Sabtu, 03 Agustus 2013

Sekolah Berbasis Riset

Oleh: Andi Yusuf D
Mahasiswa Fakultas Kedokteran/Kedokteran Gigi, Unsyiah.

REKAM buram berbagai masalah yang mendera Indonesia harus dicari solusi yang bersifat jangka panjang. Problematika multidimensi yang menggelayuti bangsa secara perlahan membawa bangsa ini mengarah ke arus keterpurukan. Masalah seperti ekonomi, moral, politik, pendidikan, budaya, harkat dan martabat bangsa menjadi poin penting dalam pembangunan Indonesia.

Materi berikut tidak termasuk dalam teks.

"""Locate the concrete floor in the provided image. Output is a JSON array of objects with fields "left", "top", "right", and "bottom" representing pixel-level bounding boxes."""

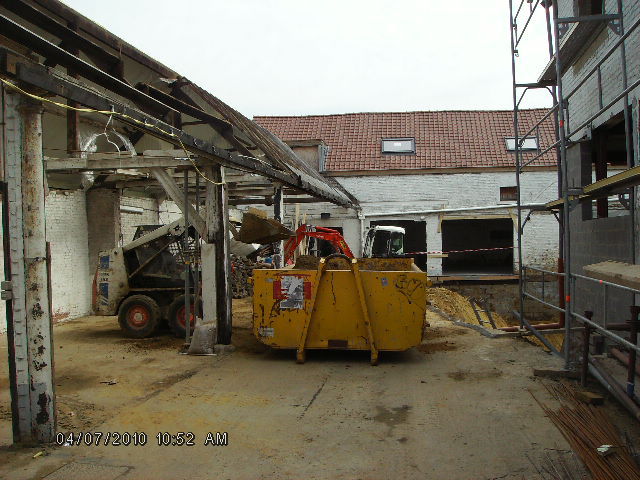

Membangun bangsa untuk mengatasi berbagai masalah tersebut tentu saja memerlukan sumber daya manusia sebagai agen subyek pembangunan Indonesia.

Solusi kebijakan yang diambil untuk memecahkan masalah bangsa yang terjadi selama ini di pemerintah jarang berdasarkan hasil kajian berupa penelitian dan pengembangan. Alhasil setiap kebijakan yang diambil bersifat reaktif dan solusi jangka pendek dan tidak memiliki daya untuk jangka panjang.
Ketidakmampuan pemerintah dalam mengambil kebijakan berdasarkan riset lapangan disebabkan oleh masih minimnya jumlah peneliti bangsa ini dan belum memiliki jiwa budaya riset pada setiap insan pendidikan seperti pelajar, pengajar bahkan pengambil kebijakan di pemerintah. SDM pengambil kebijakan sebelumnya tidak memperoleh secara baik pendidikan karakter dari lembaga pendidikan formal. Pendidikan karakter tersebut seperti berjiwa sosial, peka terhadap isu lingkungan sekitar dan mampu memecahkan masalahnya. Dengan pola kurikulum pendidikan yang pasif dan pedadogik membuat lembaga pendidikan formal mandul untuk memantik pendidikan karakter tersebut.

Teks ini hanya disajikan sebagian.